AWS unveiled its first ARM-based chip—the Graviton chip—last year as part of its A1 instances, which were the first ARM-based instances in the cloud, Jassy said.
The new ARM-based M6g, R6g and C6g instances for EC2 (Amazon Elastic Compute Cloud) are powered by AWS Graviton2 processors and the AWS Nitro System.
“These are pretty exciting, and they provide a pretty significant difference over the first version of Graviton chips,” Jassy said.
The AWS Graviton2 processors use 64-bit Neoverse cores with AWS-designed 7-nanometer silicon and provide up to 64 vCPUs, 25 Gbps of enhanced networking and 18 Gbps of EBS bandwidth. They’re optimized for a broad spectrum of workloads, including high-performance computing, machine learning, application servers, video encoding, micro-services, open-source databases and in-memory caches.
“Versus the first Graviton chip, they have four times more compute cores, five times faster memory and overall seven times better performance,” Jassy said. “But arguably, most importantly, they have 40 percent better price/performance than the latest generation of x86 processors. That's unbelievable.”
The M6g is available now, and the R6g and C6g will be available in early 2020.
Inf1 Machine-Learning Inference Instances
Infa1 instances for EC2, powered by AWS Inferentia chips, are now generally available. Jassy described them as the highest-throughput, lowest cost-per-inference instances in the cloud.

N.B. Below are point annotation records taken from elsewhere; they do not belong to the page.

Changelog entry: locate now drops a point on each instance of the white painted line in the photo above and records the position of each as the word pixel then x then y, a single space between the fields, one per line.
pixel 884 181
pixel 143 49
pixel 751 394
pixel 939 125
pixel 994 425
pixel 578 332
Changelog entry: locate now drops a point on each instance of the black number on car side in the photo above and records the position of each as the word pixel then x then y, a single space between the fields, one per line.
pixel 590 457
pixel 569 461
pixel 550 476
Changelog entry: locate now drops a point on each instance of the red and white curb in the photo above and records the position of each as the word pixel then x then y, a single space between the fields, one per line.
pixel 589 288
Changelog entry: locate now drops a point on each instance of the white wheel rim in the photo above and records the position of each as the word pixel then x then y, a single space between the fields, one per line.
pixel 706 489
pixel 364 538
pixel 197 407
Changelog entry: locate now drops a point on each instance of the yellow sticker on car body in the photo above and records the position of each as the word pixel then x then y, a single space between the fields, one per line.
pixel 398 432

Customers can use the instances to run large-scale machine-learning inference to perform tasks such as image recognition, speech recognition, natural language processing, personalization and fraud detection.

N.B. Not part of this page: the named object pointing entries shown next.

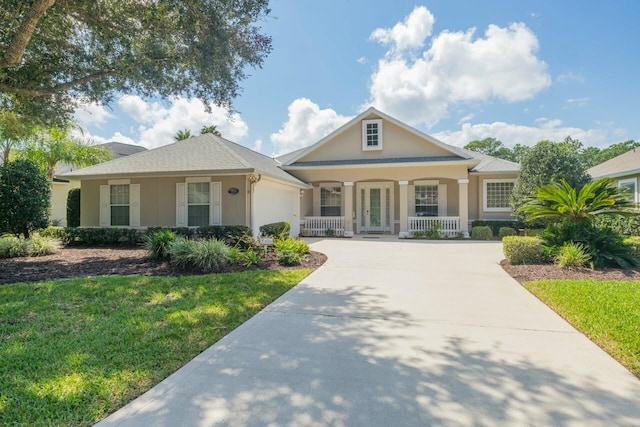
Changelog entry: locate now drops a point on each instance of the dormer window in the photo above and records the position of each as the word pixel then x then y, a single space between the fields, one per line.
pixel 372 135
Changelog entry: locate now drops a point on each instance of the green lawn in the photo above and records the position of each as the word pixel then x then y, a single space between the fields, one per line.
pixel 608 312
pixel 73 351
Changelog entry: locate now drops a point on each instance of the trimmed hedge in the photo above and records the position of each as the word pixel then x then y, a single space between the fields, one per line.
pixel 73 208
pixel 523 250
pixel 497 224
pixel 623 225
pixel 275 229
pixel 481 232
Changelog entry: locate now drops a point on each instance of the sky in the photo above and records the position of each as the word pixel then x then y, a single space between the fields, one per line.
pixel 519 71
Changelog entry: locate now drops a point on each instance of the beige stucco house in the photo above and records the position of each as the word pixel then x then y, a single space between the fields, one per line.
pixel 375 174
pixel 625 169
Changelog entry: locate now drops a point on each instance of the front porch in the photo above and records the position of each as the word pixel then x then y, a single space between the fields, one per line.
pixel 401 208
pixel 329 226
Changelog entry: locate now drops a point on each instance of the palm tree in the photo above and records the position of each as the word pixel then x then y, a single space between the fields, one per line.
pixel 56 145
pixel 182 135
pixel 213 129
pixel 560 201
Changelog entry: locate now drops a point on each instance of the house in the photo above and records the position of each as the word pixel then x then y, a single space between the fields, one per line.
pixel 374 174
pixel 625 169
pixel 204 180
pixel 60 187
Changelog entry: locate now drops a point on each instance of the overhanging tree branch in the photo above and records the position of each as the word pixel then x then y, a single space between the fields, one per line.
pixel 15 51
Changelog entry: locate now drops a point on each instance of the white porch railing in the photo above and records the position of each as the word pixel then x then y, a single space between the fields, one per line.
pixel 323 226
pixel 447 225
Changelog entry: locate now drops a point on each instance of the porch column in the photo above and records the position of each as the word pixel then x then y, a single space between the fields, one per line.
pixel 348 208
pixel 404 209
pixel 463 203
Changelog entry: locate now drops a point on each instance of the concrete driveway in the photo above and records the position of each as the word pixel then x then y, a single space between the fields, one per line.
pixel 391 333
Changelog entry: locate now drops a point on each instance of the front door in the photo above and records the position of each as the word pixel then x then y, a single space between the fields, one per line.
pixel 375 209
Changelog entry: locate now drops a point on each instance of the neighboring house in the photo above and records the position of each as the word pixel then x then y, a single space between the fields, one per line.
pixel 60 187
pixel 375 174
pixel 625 169
pixel 204 180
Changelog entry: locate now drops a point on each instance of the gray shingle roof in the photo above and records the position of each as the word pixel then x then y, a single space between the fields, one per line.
pixel 202 154
pixel 624 164
pixel 490 164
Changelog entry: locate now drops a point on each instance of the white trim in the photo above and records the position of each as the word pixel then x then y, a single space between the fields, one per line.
pixel 373 111
pixel 484 194
pixel 365 145
pixel 119 182
pixel 633 181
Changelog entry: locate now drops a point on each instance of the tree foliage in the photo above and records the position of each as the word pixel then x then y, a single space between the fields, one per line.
pixel 56 145
pixel 24 197
pixel 56 52
pixel 544 163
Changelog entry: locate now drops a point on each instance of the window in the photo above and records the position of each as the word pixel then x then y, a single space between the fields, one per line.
pixel 630 186
pixel 426 200
pixel 372 134
pixel 198 204
pixel 497 194
pixel 119 203
pixel 330 200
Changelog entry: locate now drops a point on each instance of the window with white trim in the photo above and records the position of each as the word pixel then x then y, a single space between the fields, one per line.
pixel 426 199
pixel 119 202
pixel 198 204
pixel 330 200
pixel 630 186
pixel 497 194
pixel 372 134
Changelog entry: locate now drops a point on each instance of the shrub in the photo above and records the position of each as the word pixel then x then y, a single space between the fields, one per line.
pixel 496 225
pixel 506 231
pixel 25 193
pixel 605 246
pixel 523 250
pixel 277 229
pixel 205 255
pixel 572 255
pixel 12 246
pixel 231 234
pixel 157 243
pixel 481 232
pixel 73 208
pixel 40 245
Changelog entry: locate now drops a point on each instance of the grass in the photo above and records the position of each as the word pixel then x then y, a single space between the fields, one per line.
pixel 73 351
pixel 608 312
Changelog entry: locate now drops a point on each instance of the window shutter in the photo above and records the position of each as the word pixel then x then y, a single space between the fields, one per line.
pixel 105 206
pixel 215 214
pixel 442 199
pixel 134 205
pixel 181 204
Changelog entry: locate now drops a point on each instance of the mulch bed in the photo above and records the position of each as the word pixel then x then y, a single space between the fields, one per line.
pixel 527 273
pixel 85 262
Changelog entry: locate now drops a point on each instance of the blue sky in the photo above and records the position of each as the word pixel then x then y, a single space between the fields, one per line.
pixel 519 71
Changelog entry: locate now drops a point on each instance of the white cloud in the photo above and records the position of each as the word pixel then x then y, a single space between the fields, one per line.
pixel 91 114
pixel 457 68
pixel 159 123
pixel 408 34
pixel 511 134
pixel 306 125
pixel 257 146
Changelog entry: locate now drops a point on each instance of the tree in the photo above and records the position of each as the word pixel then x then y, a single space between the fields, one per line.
pixel 56 146
pixel 57 52
pixel 559 201
pixel 14 130
pixel 544 163
pixel 213 129
pixel 24 197
pixel 182 135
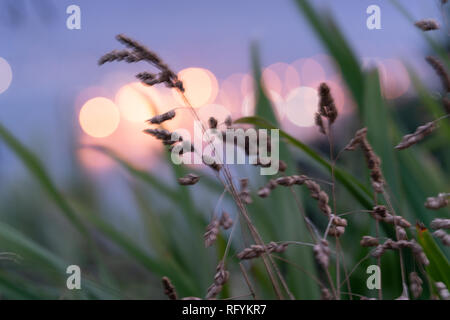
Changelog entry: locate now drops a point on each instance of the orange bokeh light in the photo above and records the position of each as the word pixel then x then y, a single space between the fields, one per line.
pixel 99 117
pixel 200 85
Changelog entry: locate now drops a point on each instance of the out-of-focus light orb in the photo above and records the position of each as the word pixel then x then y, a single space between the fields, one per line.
pixel 133 103
pixel 301 105
pixel 201 86
pixel 99 117
pixel 249 104
pixel 394 78
pixel 271 81
pixel 5 75
pixel 219 112
pixel 247 84
pixel 312 73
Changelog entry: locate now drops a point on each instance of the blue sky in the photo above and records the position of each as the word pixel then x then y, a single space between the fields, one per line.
pixel 51 64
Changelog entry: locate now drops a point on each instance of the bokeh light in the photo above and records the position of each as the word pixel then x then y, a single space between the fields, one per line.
pixel 5 75
pixel 99 117
pixel 248 104
pixel 301 106
pixel 201 86
pixel 394 78
pixel 135 102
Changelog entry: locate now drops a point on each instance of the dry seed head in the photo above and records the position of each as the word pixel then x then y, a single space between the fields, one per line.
pixel 228 121
pixel 443 236
pixel 162 117
pixel 440 71
pixel 319 122
pixel 446 104
pixel 169 289
pixel 368 241
pixel 427 24
pixel 327 108
pixel 379 212
pixel 442 290
pixel 438 202
pixel 440 224
pixel 256 251
pixel 401 233
pixel 418 135
pixel 139 52
pixel 372 160
pixel 415 284
pixel 220 278
pixel 340 222
pixel 225 221
pixel 212 230
pixel 264 192
pixel 336 231
pixel 322 253
pixel 418 253
pixel 168 138
pixel 325 294
pixel 389 244
pixel 210 162
pixel 244 192
pixel 286 181
pixel 282 166
pixel 189 179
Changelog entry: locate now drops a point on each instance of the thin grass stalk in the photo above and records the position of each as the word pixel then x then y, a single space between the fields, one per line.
pixel 229 181
pixel 247 281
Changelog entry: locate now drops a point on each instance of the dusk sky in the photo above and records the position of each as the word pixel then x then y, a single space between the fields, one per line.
pixel 51 64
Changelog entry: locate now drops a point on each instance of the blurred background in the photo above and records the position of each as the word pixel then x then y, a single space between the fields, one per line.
pixel 56 101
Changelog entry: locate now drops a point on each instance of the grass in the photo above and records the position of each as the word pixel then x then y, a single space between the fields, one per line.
pixel 297 264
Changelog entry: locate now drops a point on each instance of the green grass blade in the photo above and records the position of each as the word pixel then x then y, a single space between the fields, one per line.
pixel 357 189
pixel 439 267
pixel 334 41
pixel 36 168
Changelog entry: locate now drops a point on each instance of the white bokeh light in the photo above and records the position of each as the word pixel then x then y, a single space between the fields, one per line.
pixel 301 106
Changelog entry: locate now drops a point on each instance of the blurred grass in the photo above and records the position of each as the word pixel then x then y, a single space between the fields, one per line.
pixel 173 245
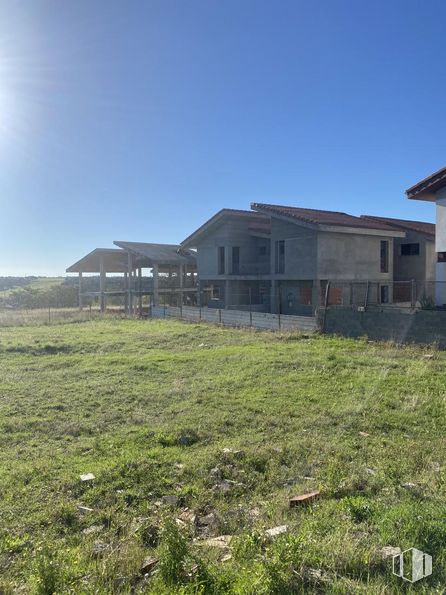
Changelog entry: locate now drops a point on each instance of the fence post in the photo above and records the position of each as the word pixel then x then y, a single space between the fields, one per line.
pixel 366 296
pixel 250 307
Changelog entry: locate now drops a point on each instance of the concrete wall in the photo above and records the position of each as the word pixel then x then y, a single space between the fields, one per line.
pixel 419 267
pixel 344 256
pixel 231 232
pixel 440 229
pixel 300 250
pixel 423 326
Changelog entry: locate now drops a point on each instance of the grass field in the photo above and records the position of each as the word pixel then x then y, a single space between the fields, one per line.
pixel 149 408
pixel 41 283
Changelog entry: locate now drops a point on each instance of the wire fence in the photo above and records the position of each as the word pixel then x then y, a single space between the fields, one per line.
pixel 293 298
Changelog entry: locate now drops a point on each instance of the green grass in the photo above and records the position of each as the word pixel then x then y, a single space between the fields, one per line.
pixel 41 283
pixel 149 406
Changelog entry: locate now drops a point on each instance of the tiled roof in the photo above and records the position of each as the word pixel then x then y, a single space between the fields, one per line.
pixel 431 183
pixel 423 227
pixel 317 217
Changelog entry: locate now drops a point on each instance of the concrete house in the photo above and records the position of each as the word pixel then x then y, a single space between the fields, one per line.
pixel 279 259
pixel 414 257
pixel 233 260
pixel 310 247
pixel 433 189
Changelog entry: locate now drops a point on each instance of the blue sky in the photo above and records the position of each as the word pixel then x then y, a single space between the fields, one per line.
pixel 138 119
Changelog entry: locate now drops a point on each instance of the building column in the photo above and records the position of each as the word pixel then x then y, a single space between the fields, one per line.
pixel 155 273
pixel 273 297
pixel 181 273
pixel 102 275
pixel 316 295
pixel 80 290
pixel 126 296
pixel 226 294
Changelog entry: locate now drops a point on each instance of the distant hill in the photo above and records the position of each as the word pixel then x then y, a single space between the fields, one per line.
pixel 41 292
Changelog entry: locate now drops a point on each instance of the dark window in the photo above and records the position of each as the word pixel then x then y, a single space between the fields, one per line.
pixel 384 256
pixel 280 256
pixel 410 249
pixel 235 260
pixel 221 260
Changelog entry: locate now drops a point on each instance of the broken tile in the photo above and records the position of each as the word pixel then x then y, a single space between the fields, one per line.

“Think about how many devices we have everywhere that are making inferences and predictions,” Jassy said. “About 80 [percent] to 90 percent of the cost is actually in the predictions [versus training infrastructure costs]. And so this is why we wanted to try and work on this problem. You know, everybody's talking about training, but nobody is actually working on optimizing the largest cost for ... machine learning.”

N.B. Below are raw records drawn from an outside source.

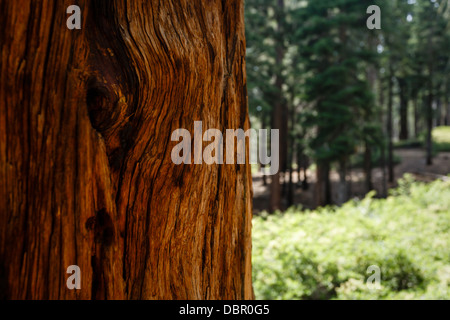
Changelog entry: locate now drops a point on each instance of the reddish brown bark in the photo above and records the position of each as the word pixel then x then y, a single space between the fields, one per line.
pixel 86 175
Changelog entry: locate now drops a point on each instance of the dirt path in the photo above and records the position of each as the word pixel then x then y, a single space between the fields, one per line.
pixel 412 161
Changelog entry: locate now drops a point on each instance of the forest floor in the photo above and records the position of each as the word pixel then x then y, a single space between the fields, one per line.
pixel 412 161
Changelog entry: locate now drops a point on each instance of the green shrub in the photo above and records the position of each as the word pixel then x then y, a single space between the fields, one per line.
pixel 324 254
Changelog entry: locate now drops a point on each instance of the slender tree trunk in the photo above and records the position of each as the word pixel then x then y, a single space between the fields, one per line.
pixel 262 166
pixel 86 176
pixel 343 186
pixel 323 184
pixel 429 140
pixel 447 109
pixel 277 119
pixel 383 146
pixel 416 116
pixel 368 166
pixel 404 134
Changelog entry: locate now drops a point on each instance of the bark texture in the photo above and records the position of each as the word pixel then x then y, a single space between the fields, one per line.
pixel 86 176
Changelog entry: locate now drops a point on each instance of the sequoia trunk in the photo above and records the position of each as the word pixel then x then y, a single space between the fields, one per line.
pixel 86 176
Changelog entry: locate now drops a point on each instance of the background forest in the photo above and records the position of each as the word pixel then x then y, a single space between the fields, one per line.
pixel 364 119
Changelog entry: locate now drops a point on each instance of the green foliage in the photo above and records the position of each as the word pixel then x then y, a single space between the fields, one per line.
pixel 325 254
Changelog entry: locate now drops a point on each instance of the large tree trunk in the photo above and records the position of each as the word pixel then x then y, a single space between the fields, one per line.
pixel 86 174
pixel 278 116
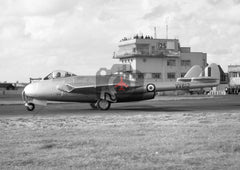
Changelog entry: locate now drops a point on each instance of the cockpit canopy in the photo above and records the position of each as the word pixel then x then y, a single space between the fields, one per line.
pixel 58 74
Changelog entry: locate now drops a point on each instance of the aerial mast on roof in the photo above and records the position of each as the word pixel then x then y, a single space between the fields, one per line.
pixel 155 33
pixel 167 27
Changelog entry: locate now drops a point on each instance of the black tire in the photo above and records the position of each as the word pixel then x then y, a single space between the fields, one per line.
pixel 150 87
pixel 103 104
pixel 93 105
pixel 30 106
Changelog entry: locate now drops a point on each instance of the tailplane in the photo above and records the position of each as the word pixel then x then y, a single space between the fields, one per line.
pixel 211 71
pixel 211 74
pixel 195 71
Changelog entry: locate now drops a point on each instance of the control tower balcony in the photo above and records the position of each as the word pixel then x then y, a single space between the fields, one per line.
pixel 147 48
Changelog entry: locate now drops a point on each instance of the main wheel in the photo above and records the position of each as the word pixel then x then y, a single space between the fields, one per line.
pixel 30 106
pixel 93 105
pixel 103 104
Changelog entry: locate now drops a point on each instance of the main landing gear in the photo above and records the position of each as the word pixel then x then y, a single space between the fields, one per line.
pixel 101 104
pixel 30 106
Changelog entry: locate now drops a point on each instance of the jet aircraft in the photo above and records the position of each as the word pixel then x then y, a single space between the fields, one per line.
pixel 101 91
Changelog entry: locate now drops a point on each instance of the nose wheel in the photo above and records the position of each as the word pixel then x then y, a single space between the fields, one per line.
pixel 30 106
pixel 103 104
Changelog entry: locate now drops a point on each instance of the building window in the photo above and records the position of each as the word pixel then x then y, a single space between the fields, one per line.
pixel 140 75
pixel 171 62
pixel 156 75
pixel 234 74
pixel 183 74
pixel 171 75
pixel 185 62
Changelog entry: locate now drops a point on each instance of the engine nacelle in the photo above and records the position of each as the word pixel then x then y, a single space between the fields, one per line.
pixel 135 96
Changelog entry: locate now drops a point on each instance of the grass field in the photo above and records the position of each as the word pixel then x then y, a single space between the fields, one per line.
pixel 111 141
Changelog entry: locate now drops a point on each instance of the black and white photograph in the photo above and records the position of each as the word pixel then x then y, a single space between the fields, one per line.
pixel 120 84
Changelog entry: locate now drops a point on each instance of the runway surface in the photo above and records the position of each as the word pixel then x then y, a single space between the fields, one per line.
pixel 164 104
pixel 164 133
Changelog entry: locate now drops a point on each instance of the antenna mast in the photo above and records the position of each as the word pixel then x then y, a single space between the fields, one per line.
pixel 155 33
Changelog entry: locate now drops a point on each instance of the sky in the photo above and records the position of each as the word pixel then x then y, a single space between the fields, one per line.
pixel 80 36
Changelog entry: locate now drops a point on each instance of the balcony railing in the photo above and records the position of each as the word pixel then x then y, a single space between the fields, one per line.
pixel 165 53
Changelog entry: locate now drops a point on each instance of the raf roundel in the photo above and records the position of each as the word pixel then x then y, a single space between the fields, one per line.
pixel 151 87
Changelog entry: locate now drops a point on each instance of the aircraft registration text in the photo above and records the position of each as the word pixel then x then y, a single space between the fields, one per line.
pixel 182 85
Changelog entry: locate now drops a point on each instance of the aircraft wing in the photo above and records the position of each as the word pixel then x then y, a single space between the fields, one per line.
pixel 90 88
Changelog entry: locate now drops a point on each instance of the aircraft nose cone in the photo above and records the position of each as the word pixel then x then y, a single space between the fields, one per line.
pixel 29 90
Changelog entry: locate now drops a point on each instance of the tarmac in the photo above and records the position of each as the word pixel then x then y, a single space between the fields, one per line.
pixel 158 105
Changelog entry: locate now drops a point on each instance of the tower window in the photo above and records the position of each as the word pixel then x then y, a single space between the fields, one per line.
pixel 156 75
pixel 171 62
pixel 171 75
pixel 185 62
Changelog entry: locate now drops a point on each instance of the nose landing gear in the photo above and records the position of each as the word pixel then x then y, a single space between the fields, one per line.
pixel 101 104
pixel 30 106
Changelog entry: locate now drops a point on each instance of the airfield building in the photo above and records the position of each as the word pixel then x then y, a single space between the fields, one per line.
pixel 158 59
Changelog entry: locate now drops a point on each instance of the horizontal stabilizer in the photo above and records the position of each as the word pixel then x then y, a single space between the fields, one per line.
pixel 211 74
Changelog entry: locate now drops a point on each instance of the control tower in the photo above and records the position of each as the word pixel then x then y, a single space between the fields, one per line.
pixel 158 59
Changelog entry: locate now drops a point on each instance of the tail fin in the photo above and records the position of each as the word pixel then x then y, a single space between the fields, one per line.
pixel 195 71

The Inf1 instances have a “lot of things to be excited about,” according to Jassy, with three times higher throughput and up to 40 percent lower cost-per-instance compared to AWS’ G4 instance, which previously was the lowest-cost inference instance in the cloud, he said.
They are integrated with the TensorFlow, Pytorch and MXNet machine-learning frameworks. The instances are available now in EC2, and AWS will make them available for Amazon Elastic Containers Service (ECS), Amazon Elastic Kubernetes Services (EKS) and Amazon SageMaker in early 2020.
The announcements of the new instance types and Arm chips resonated with Chris Wegmann, managing director of the AWS business group at Accenture, an AWS Premier Consulting Partner.
While Amazon has continued to innovate with new services like machine learning and artificial intelligence, it’s also innovating on the core infrastructure side, Wegmann said.
“While enterprises are looking to take and move applications to modern architectures, cloud-native, they still have a lot of stuff running on base infrastructure,” he said. “And Amazon continues to take the cost down of that, which is really important for enterprises. It's continuing to allow them to make the move without spending a lot of money.”
“The new generation of Arm-based processors and AWS’ proprietary Graviton processors are compelling and show their continued dedication to the core of their platform, offering customers the widest range of compute flexibility and their dedication to innovation,” said Brendan Caulfield, cofounder of ServerCentral Turing Group, a Chicago-based cloud consultancy and AWS Advanced Consulting Partner, MSP Partner and Authorized Public Sector Partner. “No other provider comes close to the breadth of compute options AWS supports with EC2, and this will drive continued adoption of the platform by allowing customers the right amount of flexibility to move almost any workload to AWS.”